The Cornish sea on a fine summer’s day is pure turquoise and there are dolphins to be spotted — look for a roll of surf some way out and you may well discover that you’re not gazing upon waves, but on the arching forms of a pod of these spirit-lifting mammals. Some days, you’ll see them, some you won’t, but the anticipation is ever-present.
Flowers are more reliable and I returned to our coastal garden on the Isle of Wight a week later, enthused to add more sea pinks (Armeria maritima), available to the gardener in a wide range of intensity of colour as well as white. It’s the really rich cerise variety that has most impact in the garden on a sunny day and it’s one of those reliable doers that, given a sunny spot in any half-decent well-drained soil, will expand year on year.
It makes a great edger on a gravel path and looks well in my garden alongside random clumps of feathery Stipa tenuissima, which I now leave alone rather than scissoring to the ground each year when they start to look tatty. They look much more natural when simply relieved of the straw-coloured leaves by pulling them away from the side of the clump.
My island garden is now something of a jungle, which was the intention all along, with bold foliage and a scattering of flowers erupting among the enormous boulders we imported and dug into the slope.
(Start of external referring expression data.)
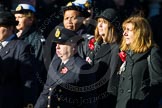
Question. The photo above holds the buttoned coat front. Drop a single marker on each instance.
(16, 75)
(107, 56)
(60, 89)
(141, 83)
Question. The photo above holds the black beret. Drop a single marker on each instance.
(7, 19)
(24, 8)
(63, 35)
(72, 6)
(109, 14)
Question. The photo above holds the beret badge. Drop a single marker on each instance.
(57, 33)
(19, 8)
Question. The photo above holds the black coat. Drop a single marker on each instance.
(107, 56)
(61, 89)
(16, 75)
(33, 37)
(140, 83)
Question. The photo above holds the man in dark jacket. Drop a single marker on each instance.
(27, 31)
(16, 72)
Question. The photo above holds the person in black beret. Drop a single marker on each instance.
(74, 13)
(65, 71)
(16, 72)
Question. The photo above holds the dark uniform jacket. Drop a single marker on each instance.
(61, 90)
(107, 56)
(16, 75)
(141, 82)
(33, 37)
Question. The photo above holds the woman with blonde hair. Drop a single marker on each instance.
(140, 83)
(104, 49)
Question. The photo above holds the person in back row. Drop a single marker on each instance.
(28, 32)
(17, 89)
(140, 83)
(104, 49)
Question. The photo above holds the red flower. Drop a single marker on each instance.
(64, 70)
(122, 55)
(91, 44)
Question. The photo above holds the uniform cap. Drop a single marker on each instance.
(78, 7)
(7, 19)
(22, 8)
(63, 35)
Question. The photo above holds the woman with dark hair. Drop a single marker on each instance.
(103, 48)
(140, 83)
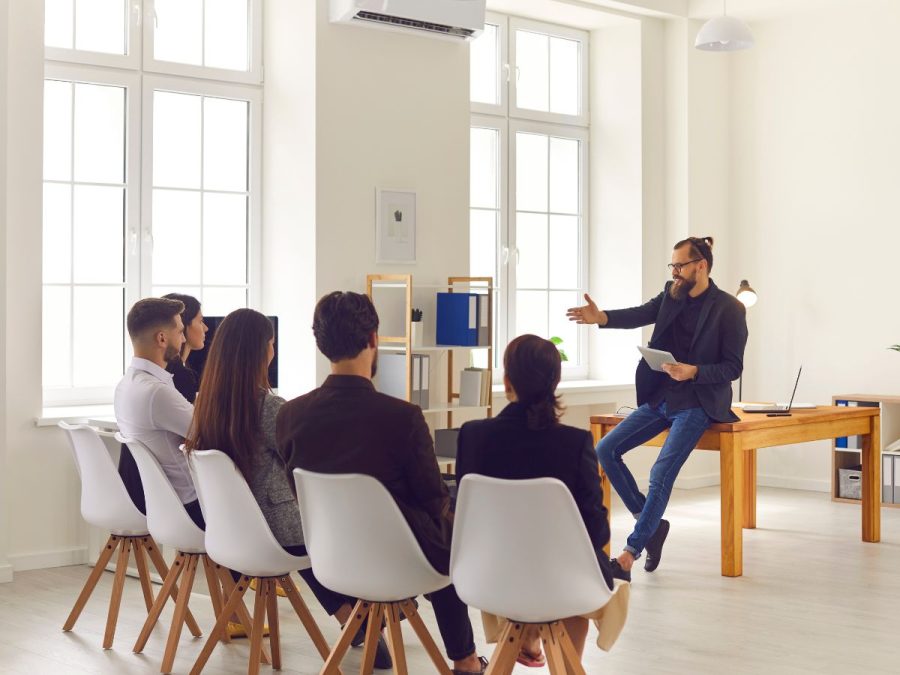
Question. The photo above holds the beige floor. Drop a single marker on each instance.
(814, 599)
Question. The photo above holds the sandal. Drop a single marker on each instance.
(531, 660)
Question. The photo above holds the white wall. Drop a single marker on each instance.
(814, 208)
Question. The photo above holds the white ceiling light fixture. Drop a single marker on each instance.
(724, 34)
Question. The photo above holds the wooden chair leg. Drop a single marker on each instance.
(102, 561)
(412, 615)
(184, 596)
(235, 598)
(115, 598)
(570, 656)
(215, 590)
(259, 617)
(162, 569)
(272, 612)
(504, 657)
(333, 662)
(309, 623)
(161, 599)
(395, 639)
(143, 572)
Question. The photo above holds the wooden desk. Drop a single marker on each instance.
(737, 444)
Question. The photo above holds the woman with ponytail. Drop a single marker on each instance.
(525, 441)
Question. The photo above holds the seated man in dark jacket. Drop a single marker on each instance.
(526, 440)
(345, 426)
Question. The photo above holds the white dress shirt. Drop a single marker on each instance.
(149, 409)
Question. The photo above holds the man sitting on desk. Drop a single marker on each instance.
(705, 329)
(345, 426)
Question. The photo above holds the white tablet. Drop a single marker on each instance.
(656, 357)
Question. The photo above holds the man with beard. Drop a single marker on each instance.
(705, 329)
(147, 405)
(345, 426)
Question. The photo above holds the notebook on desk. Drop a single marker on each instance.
(766, 408)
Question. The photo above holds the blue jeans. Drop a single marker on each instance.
(685, 429)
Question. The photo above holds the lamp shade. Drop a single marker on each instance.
(724, 34)
(746, 294)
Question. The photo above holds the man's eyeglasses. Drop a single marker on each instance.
(677, 267)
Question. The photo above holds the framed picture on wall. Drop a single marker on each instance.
(395, 226)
By far the most architectural plants are the towering fountains of Tetrapanax papyrifer, the Chinese rice-paper plant, most usually grown in the form Rex. The naked sky-rocketing stems are nothing to look at in winter when their leaves fall (it’s not evergreen in our climate), but, in summer, they make tall statements after the fashion of a paw-paw tree, with some leaves almost 2ft across.
Last summer, the plants produced flowers, but these were soon seen off by the frosts. The main stems remained and although, in less-sheltered localities, the plants need frost protection in winter, mine came through unscathed. Around each of them — after three years — an eruption of suckers has appeared. When the older plants do perish, these youngsters will take over, although I suspect they will have to be thinned out before then, so thickly are they emerging up to 10ft away from the parent plant.
I remember, years ago, holidaying on the coast in Sussex and passing a garden that was brimming with bright bedding plants. That night, a storm came, the salt-laden winds blowing on shore. The following morning, the garden was entirely blackened.
Oh yes, the pleasures of seaside gardening are sometimes tempered by harsh reality — but I do love taking the risk.